Even if it be true that the proviso of section 7(a) pervades the entire Act, it is my opinion that the case should be remanded for a determination by the Commission on the question whether what Panhandle will have to do to comply with the orders of the Commission constitutes an improvement- or extension- on the one hand or an enlargement on the other, particularly as' concerns that part of the order dealing with the Louisburg lateral. As the Sixth Circuit, in considering whether the Commission or the courts should decide the question, said in the Michigan Consolidated case, supra, at page 788 of 173 F.2d:
“The first question we have to deal with is whether what Consolidated wants done at the Edgerton Station under command of court decree, constitutes on the one hand a mere extension or improvement, concededly within the power of the Commission to direct, or an enlargement which the Commission may not order. The Act nowhere defines these terms and it is somewhat baffling to determine when and under what circumstances an extension or improvement .of facilities ceases to -be such and becomes enlargement. Be that as it may, it is nevertheless clear to us that in the contemplation of an integrated facility extending across eight states, whether a few miles of extra pipe constitutes an enlargement or mere improvement, requires consideration of data and of facts and circumstances within the competency of the administrative authority entrusted with regulation rather than within the competency of the court. To inexpert judgment it may seem, without knowledge of such facts and circumstances, that the addition of pipe to an already existing and singly considered pipeline might well be an extension, even though such pipe-line lies parallel to another and the two constitute a double pipe-line. It is idle to argue that we must accept Consolidated’s designation of the construction desired by it at Edgerton as an enlargement, because at the hearing below there was no controversy about it. The Commission here challenges the designation, and in any event, we are dealing with a question of jurisdiction and it is axiomatic that jurisdiction may not be conferred upon a federal court by consent.”

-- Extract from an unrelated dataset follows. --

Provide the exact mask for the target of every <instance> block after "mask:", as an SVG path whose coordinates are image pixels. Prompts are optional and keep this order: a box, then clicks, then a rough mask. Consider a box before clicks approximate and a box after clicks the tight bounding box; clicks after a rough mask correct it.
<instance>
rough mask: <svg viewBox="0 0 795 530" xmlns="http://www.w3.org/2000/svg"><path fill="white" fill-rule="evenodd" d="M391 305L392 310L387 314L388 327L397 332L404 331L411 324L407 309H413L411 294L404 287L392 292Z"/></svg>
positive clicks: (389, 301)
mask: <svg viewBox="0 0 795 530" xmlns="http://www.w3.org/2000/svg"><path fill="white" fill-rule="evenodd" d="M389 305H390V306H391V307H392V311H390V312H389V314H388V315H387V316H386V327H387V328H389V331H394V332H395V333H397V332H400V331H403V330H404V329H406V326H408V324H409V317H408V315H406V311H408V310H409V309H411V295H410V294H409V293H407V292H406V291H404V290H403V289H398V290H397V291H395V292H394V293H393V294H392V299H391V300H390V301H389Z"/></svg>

By contrast, in reversing, this court assumes that an enlargement has been ordered by the Commission despite the fact that there are no Commission findings as to what must be done to correct the definite existing discrimination on the Louisburg lateral and, of course, no findings either that the remedy, whatever it might be, would constitute an enlargement. More than that, since under Section 7(a) improvements which are enlargements cannot be ordered by the Commission, the majority, by interpreting “improve” to mean the equivalent of “enlarge”, has read the former term out of section 7(a), and under its view, out of the entire Act.

. Indeed, the court said in 173 F.2d at page 789:
“Whatever may be the limits placed by the Act upon the authority of the Commission in other respects, it is clear that under § 717 e(b) [Section 4(b)] the authority of the Commission, in respect to undue preferences or advantages, is without limitation.”